Abstract

   Urine has emerged as an attractive biofluid for the noninvasive
   detection of prostate cancer (PCa). There is a strong imperative to
   discover candidate urinary markers for the clinical diagnosis and
   prognosis of PCa. The rising flood of various omics profiles presents
   immense opportunities for the identification of prospective biomarkers.
   Here we present a simple and efficient strategy to derive candidate
   urine markers for prostate tumor by mining cancer genomic profiles from
   public databases. Prostate, bladder and kidney are three major tissues
   from which cellular matters could be released into urine. To identify
   urinary markers specific for PCa, upregulated entities that might be
   shed in exosomes of bladder cancer and kidney cancer are first
   excluded. Through the ontology-based filtering and further assessment,
   a reduced list of 19 entities encoding urinary proteins was derived as
   putative PCa markers. Among them, we have found 10 entities closely
   associated with the process of tumor cell growth and development by
   pathway enrichment analysis. Further, using the 10 entities as seeds,
   we have constructed a protein-protein interaction (PPI) subnetwork and
   suggested a few urine markers as preferred prognostic markers to
   monitor the invasion and progression of PCa. Our approach is amenable
   to discover and prioritize potential markers present in a variety of
   body fluids for a spectrum of human diseases.

Introduction

   Prostate cancer (PCa) remains to be the most common malignancy and the
   second cause of cancer-related death for men worldwide [31][1].
   Particularly in the western world, the number of men diagnosed with PCa
   has increased by 30% over the last 25 years and is expected to be
   doubled by the year of 2030 [32][2]. PCa is generally curable when the
   primary lesion is within its benign state but very difficult to cure or
   no longer curable once the tumor has spread to other distant sites.
   Therefore, the early detection is essential for the successful clinical
   treatment of PCa. Currently, the combination of DRE (digital rectal
   exam) and the PSA (prostate-specific antigen) blood test is commonly
   used in screening test to detect PCa in the absence of symptoms.
   Unfortunately, it is well recognized that the usefulness of PSA suffers
   from its low specificity and its low positive predictive value in early
   PCa detection. For example, it has been found that the upper cut-off of
   the PSA reference level at 4.0 ng/ml fails to detect a large number of
   PCa and many men with PSA values <4.0 ng/ml actually have PCa [33][3].
   Moreover, it has been demonstrated that PSA can be secreted from other
   cancerous cells into the bloodstream as well [34][4]. Hence, there is a
   clear need to identify putative molecular signatures that can
   facilitate the accurate and non-invasive clinical PCa detection.
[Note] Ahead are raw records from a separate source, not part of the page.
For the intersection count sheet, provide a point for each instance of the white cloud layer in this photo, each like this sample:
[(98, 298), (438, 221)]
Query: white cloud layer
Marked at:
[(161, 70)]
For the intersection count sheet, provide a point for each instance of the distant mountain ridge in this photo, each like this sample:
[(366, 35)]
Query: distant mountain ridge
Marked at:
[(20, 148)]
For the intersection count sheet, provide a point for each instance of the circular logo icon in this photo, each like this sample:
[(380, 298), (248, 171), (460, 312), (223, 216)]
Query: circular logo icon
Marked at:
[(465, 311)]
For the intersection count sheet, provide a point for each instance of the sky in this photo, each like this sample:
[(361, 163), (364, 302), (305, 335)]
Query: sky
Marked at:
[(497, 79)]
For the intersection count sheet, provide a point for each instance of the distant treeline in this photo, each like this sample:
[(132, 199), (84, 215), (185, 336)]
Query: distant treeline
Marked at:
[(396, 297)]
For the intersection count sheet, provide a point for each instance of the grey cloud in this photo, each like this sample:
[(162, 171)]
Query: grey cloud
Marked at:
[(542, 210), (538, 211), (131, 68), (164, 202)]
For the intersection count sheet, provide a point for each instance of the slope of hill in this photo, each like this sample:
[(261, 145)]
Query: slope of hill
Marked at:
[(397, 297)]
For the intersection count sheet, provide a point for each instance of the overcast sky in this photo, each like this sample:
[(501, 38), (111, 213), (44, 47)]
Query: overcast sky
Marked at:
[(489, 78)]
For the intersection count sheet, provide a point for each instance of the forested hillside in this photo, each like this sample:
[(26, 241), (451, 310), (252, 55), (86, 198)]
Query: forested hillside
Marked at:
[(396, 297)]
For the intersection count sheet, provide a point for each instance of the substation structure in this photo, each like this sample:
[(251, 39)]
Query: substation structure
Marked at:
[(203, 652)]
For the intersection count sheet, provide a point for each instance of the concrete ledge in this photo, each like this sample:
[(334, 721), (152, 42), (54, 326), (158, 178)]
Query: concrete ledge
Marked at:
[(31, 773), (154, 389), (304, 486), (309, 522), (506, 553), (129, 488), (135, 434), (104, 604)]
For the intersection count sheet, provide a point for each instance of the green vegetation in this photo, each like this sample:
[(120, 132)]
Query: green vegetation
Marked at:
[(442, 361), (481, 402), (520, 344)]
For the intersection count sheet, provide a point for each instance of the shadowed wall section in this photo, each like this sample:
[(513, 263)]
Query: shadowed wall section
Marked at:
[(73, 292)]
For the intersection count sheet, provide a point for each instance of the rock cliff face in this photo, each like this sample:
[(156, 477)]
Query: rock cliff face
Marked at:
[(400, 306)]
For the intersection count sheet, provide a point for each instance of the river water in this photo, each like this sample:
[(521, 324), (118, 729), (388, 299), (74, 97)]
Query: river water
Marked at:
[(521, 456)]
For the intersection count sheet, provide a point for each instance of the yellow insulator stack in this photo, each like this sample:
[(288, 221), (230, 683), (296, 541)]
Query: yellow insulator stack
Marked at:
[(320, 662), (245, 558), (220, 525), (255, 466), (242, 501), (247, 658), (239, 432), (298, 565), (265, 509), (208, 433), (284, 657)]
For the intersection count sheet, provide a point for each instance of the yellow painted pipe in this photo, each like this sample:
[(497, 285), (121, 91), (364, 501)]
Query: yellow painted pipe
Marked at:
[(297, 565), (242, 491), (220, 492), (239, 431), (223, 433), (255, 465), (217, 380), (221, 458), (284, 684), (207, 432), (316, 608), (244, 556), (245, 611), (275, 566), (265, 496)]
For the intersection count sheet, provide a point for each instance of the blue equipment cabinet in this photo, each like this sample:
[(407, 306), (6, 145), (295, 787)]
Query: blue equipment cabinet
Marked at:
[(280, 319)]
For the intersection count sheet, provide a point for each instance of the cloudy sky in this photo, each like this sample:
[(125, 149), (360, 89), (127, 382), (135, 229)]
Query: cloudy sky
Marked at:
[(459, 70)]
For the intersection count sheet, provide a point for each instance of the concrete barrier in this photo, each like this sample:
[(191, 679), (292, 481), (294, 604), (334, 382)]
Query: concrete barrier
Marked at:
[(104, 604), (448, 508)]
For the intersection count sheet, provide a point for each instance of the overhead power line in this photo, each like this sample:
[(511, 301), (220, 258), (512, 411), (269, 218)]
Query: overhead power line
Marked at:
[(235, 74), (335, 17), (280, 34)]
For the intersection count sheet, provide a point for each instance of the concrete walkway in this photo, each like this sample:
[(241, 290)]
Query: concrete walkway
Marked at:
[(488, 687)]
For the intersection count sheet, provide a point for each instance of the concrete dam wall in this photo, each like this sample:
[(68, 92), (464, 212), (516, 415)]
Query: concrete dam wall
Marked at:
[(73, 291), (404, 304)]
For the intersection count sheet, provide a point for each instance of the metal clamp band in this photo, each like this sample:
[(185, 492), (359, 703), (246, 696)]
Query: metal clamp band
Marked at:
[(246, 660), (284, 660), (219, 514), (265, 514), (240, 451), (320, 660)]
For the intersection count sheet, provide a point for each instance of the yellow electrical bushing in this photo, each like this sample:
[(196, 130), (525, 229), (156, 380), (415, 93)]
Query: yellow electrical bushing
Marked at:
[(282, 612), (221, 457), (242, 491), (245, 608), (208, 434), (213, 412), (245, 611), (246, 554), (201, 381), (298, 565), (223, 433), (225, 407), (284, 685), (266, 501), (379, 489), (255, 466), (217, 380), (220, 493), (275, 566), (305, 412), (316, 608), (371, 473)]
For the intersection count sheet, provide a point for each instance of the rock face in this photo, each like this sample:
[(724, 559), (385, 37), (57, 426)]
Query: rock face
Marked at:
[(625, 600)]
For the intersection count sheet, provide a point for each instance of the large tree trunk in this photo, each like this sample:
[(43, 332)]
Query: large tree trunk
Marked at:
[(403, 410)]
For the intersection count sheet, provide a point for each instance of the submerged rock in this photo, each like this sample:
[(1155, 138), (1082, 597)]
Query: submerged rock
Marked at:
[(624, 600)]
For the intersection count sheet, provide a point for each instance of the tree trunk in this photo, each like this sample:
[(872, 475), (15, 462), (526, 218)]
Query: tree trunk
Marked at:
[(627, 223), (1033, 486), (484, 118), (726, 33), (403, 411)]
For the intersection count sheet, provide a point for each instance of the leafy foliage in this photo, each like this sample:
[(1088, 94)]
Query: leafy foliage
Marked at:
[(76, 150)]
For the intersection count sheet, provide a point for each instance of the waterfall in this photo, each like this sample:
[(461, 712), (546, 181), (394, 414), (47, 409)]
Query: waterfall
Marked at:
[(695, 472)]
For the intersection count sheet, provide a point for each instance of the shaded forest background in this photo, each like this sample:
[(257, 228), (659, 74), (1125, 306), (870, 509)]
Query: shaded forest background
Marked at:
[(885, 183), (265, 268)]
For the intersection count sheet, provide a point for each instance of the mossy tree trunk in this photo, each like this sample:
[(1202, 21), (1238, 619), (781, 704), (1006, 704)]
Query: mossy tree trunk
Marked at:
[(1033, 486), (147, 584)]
   Urine represents an amenable and appealing body fluid for the early
   detection of PCa [35][5]. First, urine can be used to detect the
   presence of PCa because secreted prostatic products or exfoliated
   cancerous cells are released directly into the genitourinary tract.
   Second, urine can be easily collected in large amounts noninvasively
   and repeatedly, rendering it as an attractive material for the analysis
   of prostate malignancy. To date, a number of urine biomarkers such as
   GSTP-1 (glutathione-S-transferase P1), DD3 (prostate cancer antigen 3,
   PCA3) and TB-15 (thymosin β15) etc. have been proposed as potential
   diagnostic agents for early PCa detection [36][6]. Moreover, with the
   recently developed sophisticated mass-spectrometry (MS) technology, it
   becomes possible to detect certain endogenous metabolites in urine for
   the early diagnosis of PCa. For instance, Sreekumar et al. [37][7] have
   identified Sarcosine (N-methylglycine) as a key metabolite in urine
   that could be potentially used as a marker for PCa malignancy. Although
   promising, there are still few studies assessing urine markers for PCa
   detection and there are only a few candidate urine markers are under
   consideration for future clinical development. Further, no single
   marker is adequate for the accurate detection of PCa owing to the
   complexity and heterogeneity of the disease. Hence, it is clear that a
   panel of urine markers is required for the successful diagnosis of PCa.

   The explosion of biological data and information generated from
   high-throughput ‘Omics’ technologies such as microarrays has provided
   unprecedented opportunities for researchers to uncover biomarkers and
   phenotypic pathways of clinical importance [38][8]. For instance, Kim
   et al. have reported the mining of public gene profiles from CGAP and
   GEO database to identify seven putative markers for lung cancer
   [39][9]. Analogously, we have successfully identified lists of
   blood-borne markers for six common human cancer types through a
   combined mining strategy in the Oncomine microarray database and a
   pathway knowledgebase. Using a filter-based approach and comparison
   analysis, we have retrieved disease-specific blood-based markers for
   each of the tumor types and common markers shared between different
   tumors. Notably, a large portion of the retrieved genomic-based markers
   have been literature-confirmed to be associated with the phenotypic
   pathways of tumor progression and invasiveness. Such findings would
   certainly be very useful to delineate potential targets with regards to
   the diagnosis, prognosis and pathogenesis of human solid tumors.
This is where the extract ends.